Alan bagged six more rays and lost several, besides catching dogfish and at high water a dab, while John added another four and also lost a few.
Chris, who was using long rods (the Shakespeare K2 Team Xtreme Supreme and a Fox prototype) with Shakespeare Powerplay FD7000 fixedspool reels, caught four thornbacks, while Simon bagged two. Simon, who has owned Wessex Angling since 1991, incorporated a lead lift above his sinker to help raise his rig on the retrieve.
The early June session had produced 31 rays to 8lb, not quite up to Alan's individual exploits two years earlier but fishing of a very high standard.
Beware when unhooking the rays because they have strong jaws despite being toothless. Use a Gemini disgorger or forceps to remove hooks.
Top bait for thornback rays from Ballyreen is a frozen sandeel.
"Quality eels, like the red packet from Ammo, are essential," advised Alan. "Keep them in a flask or cool bag until used and they will keep fresh. An eel with a burst belly does not catch as well as a solid bar of eel.
"Rays are one of the few species that will regularly take a fresh dead sandeel. Surprisingly frozen eels catch much better than fresh, but dogfish are not so keen on a fresh sandeel so using them is a way to target the rays," he added.
You need scissors for baiting a sandeel (1).
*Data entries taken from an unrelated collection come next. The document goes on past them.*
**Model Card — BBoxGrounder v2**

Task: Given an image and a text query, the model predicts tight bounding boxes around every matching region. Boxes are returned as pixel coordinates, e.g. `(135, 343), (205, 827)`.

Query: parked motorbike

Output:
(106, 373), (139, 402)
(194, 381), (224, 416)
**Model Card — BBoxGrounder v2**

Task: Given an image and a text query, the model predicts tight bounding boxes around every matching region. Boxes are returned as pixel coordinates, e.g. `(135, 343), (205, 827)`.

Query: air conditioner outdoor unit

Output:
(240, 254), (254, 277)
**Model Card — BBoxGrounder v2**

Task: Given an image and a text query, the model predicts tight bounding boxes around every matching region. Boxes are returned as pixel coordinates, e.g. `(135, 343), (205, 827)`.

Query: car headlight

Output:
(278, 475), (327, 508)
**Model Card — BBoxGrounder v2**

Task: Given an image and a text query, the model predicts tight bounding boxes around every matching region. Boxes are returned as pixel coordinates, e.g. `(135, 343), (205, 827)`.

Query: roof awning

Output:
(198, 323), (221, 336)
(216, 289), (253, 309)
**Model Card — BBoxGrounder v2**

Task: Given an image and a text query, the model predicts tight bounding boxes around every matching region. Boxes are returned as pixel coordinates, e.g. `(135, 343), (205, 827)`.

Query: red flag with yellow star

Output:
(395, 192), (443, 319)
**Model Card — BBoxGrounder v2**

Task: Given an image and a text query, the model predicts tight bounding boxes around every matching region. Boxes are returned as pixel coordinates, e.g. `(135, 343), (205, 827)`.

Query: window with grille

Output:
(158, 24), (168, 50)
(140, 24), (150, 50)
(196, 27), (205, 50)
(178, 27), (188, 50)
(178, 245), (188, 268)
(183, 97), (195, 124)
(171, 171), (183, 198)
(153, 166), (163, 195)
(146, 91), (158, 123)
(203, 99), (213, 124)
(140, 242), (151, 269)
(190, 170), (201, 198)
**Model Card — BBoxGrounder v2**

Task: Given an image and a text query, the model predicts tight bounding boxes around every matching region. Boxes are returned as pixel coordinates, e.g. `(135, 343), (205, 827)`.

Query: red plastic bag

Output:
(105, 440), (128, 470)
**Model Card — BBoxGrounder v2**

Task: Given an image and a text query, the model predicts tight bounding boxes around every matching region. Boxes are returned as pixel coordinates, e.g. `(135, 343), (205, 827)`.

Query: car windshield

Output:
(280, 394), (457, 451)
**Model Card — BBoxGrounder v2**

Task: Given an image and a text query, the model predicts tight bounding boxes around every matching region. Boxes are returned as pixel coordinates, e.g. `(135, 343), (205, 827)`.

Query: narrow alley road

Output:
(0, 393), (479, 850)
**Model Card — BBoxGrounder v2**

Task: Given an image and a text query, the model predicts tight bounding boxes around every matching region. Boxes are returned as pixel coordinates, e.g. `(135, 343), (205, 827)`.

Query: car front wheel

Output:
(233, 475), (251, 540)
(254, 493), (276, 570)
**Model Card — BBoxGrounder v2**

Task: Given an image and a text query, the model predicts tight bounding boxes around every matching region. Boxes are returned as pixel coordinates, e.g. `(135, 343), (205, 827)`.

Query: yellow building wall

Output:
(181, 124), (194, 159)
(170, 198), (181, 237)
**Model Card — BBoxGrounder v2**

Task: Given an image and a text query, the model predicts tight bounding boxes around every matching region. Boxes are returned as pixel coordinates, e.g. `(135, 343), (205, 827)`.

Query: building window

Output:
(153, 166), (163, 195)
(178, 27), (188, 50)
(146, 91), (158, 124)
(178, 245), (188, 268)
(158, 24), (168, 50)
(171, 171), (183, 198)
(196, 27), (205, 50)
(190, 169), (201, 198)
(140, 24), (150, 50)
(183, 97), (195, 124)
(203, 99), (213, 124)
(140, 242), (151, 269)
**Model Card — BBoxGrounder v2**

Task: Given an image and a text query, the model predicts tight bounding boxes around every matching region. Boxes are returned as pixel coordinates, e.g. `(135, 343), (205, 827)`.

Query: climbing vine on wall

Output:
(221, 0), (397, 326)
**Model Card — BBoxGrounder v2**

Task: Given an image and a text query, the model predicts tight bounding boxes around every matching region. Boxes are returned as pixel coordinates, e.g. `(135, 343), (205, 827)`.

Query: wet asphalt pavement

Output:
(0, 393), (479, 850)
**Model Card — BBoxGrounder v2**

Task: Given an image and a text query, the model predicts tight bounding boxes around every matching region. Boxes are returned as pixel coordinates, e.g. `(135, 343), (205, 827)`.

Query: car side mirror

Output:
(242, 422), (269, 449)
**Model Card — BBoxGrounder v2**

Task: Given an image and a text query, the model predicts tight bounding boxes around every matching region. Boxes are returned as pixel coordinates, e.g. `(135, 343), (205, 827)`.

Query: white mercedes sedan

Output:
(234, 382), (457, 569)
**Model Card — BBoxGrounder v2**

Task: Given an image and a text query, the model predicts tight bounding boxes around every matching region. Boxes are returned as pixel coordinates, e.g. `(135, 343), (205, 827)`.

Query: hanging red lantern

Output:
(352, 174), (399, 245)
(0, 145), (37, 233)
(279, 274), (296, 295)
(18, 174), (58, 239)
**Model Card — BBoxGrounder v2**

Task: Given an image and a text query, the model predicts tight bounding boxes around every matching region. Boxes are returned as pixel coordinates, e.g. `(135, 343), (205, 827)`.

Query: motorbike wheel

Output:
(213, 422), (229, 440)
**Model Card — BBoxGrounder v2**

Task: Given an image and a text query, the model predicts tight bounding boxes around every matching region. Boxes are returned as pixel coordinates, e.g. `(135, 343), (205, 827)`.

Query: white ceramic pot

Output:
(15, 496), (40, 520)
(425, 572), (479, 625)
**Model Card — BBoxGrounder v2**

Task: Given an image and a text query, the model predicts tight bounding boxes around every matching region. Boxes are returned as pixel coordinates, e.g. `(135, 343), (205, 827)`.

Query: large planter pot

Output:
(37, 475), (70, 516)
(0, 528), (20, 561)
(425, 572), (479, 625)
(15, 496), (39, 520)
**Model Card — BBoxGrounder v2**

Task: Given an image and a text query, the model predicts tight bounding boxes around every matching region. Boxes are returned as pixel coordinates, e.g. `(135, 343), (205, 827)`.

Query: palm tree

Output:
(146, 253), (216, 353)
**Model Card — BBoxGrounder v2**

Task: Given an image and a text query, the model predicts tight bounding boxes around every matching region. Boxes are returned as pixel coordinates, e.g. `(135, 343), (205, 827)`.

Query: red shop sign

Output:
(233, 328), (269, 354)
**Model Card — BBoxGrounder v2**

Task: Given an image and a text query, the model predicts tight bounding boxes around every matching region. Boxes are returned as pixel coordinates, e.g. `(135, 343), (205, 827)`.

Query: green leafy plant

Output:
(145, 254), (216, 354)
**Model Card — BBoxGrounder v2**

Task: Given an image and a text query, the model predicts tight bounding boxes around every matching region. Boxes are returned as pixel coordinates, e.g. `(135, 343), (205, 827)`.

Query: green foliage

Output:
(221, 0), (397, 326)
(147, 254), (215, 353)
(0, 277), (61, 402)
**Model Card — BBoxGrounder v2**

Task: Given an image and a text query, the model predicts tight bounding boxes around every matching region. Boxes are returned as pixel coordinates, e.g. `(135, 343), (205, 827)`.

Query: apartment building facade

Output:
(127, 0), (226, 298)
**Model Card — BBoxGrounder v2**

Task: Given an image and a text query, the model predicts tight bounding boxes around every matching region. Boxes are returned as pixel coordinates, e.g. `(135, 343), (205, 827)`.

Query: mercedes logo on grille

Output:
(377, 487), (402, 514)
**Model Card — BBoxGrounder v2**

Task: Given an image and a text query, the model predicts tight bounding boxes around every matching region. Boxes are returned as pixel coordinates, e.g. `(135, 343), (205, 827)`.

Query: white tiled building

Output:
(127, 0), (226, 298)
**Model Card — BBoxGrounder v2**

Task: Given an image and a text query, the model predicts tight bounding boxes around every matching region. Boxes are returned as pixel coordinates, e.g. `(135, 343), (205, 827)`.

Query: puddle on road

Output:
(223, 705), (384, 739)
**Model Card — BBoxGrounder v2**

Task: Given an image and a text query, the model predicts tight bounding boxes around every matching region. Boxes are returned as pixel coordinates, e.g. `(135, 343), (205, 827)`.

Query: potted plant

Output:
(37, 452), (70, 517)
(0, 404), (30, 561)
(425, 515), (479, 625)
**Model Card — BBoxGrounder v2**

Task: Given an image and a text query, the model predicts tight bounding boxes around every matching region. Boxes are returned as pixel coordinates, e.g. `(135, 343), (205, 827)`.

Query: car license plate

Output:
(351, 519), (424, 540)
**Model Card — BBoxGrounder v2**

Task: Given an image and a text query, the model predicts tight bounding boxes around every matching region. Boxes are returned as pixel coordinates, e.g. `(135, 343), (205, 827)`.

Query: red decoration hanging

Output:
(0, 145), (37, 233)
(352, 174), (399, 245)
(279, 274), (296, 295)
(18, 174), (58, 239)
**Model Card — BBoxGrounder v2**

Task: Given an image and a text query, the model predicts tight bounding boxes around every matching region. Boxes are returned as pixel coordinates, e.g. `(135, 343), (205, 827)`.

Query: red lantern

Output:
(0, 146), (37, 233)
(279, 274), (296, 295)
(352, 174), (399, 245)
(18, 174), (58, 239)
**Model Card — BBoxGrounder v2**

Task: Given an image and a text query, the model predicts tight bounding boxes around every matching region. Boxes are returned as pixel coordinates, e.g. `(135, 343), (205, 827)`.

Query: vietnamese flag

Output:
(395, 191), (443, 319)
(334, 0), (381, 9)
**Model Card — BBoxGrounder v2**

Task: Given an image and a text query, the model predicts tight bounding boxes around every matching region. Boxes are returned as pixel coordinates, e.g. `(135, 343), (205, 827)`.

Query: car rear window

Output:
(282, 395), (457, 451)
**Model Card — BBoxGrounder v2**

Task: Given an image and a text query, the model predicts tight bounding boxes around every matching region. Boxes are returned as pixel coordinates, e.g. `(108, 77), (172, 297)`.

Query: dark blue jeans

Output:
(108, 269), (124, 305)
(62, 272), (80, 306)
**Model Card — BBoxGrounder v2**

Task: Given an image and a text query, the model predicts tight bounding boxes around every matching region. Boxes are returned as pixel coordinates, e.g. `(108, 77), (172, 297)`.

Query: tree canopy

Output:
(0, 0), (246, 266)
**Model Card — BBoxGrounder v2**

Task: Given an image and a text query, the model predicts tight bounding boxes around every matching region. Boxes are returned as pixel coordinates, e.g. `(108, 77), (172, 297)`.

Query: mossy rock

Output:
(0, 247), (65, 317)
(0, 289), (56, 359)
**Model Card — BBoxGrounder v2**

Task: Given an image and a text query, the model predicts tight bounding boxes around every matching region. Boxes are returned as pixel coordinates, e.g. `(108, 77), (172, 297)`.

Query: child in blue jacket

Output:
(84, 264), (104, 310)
To bait a sandeel efficiently, cut off the head (2) and tail (3). Then thread the size 2/0 or 3/0 hook about one inch from the tail end (4). This allows more blood to flow from the area near the gills. Bring the hook out and reinsert one inch from the head end (5). This leaves the eye and knot of the hook exposed (6) and lashing cotton around this (7) secures the eel and prevents it slipping around the bend (8).
Tie your eels on with the lightest baiting elastic you can get. It makes a neat job and can be removed easily when you rebait. Frozen bait is sold in local tackle outlets, but live sandeels can be dug at low water from Fanore beach. Mackerel can be caught along the Clare coast from May until September.